1. Every child is unique.
Even though you’ve been through the process of sending a child to kindergarten, it’s important to remember that every child is different. This time around, reactions and expectations may be worlds apart from the first time. Go into the process as if it’s your first time as well.
2. Tailor your responses.
Perhaps your second kindergartner will anticipate school the same way your first child did, and maybe not. Regardless, follow your little one’s lead:
- If she can’t wait to go: Encourage her excitement, but avoid comments like "That’s how your big brother felt when he went to kindergarten too!" Let this experience be hers, and hers alone.
- If she is nervous: Assure her that it’s okay to get butterflies because it’s something that she’s never done before. Tell her a few things she can expect. For example, if she loves to draw, tell her that she’ll get to do lots of art projects in kindergarten.
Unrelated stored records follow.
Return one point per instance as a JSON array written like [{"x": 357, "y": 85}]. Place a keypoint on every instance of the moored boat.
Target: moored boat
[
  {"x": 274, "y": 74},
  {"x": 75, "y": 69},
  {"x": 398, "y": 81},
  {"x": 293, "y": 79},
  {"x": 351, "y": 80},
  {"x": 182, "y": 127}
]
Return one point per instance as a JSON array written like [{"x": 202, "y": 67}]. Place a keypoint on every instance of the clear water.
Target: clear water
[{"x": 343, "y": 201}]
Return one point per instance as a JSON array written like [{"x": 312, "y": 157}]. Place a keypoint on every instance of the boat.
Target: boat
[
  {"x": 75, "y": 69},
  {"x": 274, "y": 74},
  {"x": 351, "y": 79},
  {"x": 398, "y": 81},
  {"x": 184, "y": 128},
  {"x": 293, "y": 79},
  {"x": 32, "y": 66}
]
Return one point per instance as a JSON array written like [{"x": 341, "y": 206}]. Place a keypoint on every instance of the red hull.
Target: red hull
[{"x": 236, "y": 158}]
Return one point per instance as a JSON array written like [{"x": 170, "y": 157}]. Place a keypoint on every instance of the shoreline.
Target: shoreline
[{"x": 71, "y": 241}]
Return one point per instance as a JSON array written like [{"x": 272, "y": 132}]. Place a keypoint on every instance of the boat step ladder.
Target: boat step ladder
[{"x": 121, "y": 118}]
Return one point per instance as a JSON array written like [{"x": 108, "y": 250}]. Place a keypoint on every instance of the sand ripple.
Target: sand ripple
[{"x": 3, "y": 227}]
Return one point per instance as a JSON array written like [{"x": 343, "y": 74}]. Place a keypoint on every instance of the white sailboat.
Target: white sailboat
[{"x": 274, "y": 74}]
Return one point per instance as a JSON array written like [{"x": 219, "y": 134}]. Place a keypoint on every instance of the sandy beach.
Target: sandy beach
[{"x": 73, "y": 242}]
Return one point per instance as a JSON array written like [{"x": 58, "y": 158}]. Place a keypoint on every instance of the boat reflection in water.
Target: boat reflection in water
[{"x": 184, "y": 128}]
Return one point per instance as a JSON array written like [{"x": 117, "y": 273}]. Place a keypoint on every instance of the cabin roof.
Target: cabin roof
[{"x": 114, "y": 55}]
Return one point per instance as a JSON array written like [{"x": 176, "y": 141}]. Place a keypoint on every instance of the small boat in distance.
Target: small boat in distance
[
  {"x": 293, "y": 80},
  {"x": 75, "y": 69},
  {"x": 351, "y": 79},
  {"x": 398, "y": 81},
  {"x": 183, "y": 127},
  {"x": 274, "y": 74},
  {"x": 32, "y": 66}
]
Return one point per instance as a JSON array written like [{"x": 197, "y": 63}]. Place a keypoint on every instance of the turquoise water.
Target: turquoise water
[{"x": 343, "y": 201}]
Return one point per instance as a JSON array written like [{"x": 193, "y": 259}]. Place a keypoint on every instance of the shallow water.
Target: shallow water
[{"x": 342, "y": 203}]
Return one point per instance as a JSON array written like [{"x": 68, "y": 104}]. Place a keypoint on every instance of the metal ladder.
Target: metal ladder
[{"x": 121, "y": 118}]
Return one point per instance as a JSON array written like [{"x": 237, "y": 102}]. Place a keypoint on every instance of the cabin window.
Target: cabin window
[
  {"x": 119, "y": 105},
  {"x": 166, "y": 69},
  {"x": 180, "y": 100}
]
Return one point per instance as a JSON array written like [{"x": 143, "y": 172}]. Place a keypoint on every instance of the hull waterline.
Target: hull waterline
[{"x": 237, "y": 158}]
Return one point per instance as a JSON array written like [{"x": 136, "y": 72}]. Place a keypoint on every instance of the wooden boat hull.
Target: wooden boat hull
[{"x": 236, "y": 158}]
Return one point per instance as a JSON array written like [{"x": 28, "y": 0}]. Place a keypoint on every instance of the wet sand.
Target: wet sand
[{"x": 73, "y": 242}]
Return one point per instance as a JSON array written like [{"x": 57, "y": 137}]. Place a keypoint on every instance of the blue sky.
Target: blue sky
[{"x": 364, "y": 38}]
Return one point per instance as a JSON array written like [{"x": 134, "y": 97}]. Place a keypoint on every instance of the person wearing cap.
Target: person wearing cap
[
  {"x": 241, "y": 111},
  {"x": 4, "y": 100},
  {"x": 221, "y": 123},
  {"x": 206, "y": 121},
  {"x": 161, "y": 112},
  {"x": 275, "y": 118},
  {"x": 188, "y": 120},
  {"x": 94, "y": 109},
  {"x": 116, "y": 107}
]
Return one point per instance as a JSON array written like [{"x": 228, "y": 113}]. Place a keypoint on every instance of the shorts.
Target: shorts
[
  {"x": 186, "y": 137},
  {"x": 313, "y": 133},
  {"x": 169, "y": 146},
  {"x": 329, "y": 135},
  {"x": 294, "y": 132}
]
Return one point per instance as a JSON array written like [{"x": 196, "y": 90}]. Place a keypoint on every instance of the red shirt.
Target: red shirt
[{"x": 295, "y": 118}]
3. Ask — and answer — questions.
No doubt, your child will have questions about going off to school for the first time. Whether he asks them intermittently (a question or two while playing in the backyard, a comment during dinner, etc.) or he wants to talk about it at length (perhaps before bedtime one night), do your best to soothe his worries. Give simple, clear-cut answers and try not to respond with "When your sister started school . . ."
4. Have your oldest talk to your soon-to-be kindergartner.
Should you dispatch your older child to give advice to your younger one? That’s your call. If your prospective kindergartner is still very nervous about what to expect, having her big sister sit down and tell her stories isn’t a bad idea. And reassurance will certainly sound different coming from an older sibling than from you.
5. Find the best teacher.
If there is more than one kindergarten teacher at your child’s school, should you request the one that your older child didn’t have? That depends. It’s important for your younger child to have a kindergarten experience that is all his own. After all, it might be upsetting to be compared to his sibling. However, if you had a very positive experience with a certain teacher the first time around, your younger child would probably benefit from her professionalism.
6. Plan a visit.
Whether your child is excited or anxious, visiting the classroom and meeting the teacher before school starts is an excellent idea. Plan a trip to the school grounds to tour the classroom, the cafeteria, and even the restrooms. Even if your child has seen the school previously as a visitor, it’s nice for him to have an opportunity to get comfortable as a member of the school community. Playing on the playground is also a fun way for him to become familiar with his surroundings.
7. Read comforting stories.
Before bed, share a book that is about school, being brave, or starting something new. Your soon-to-be kindergartner will find comfort in courageous characters! Also, think back to books your older child enjoyed during kindergarten. Reading similar tales with your younger child will help prepare him for class story hour.
8. Send along a special something.
If your child is still feeling jittery as the first day gets closer, choose a photograph of you together or lucky charm that your child can keep in his pocket or backpack. Tell him that it’s something special to let him know that you’re thinking about him when he’s at school.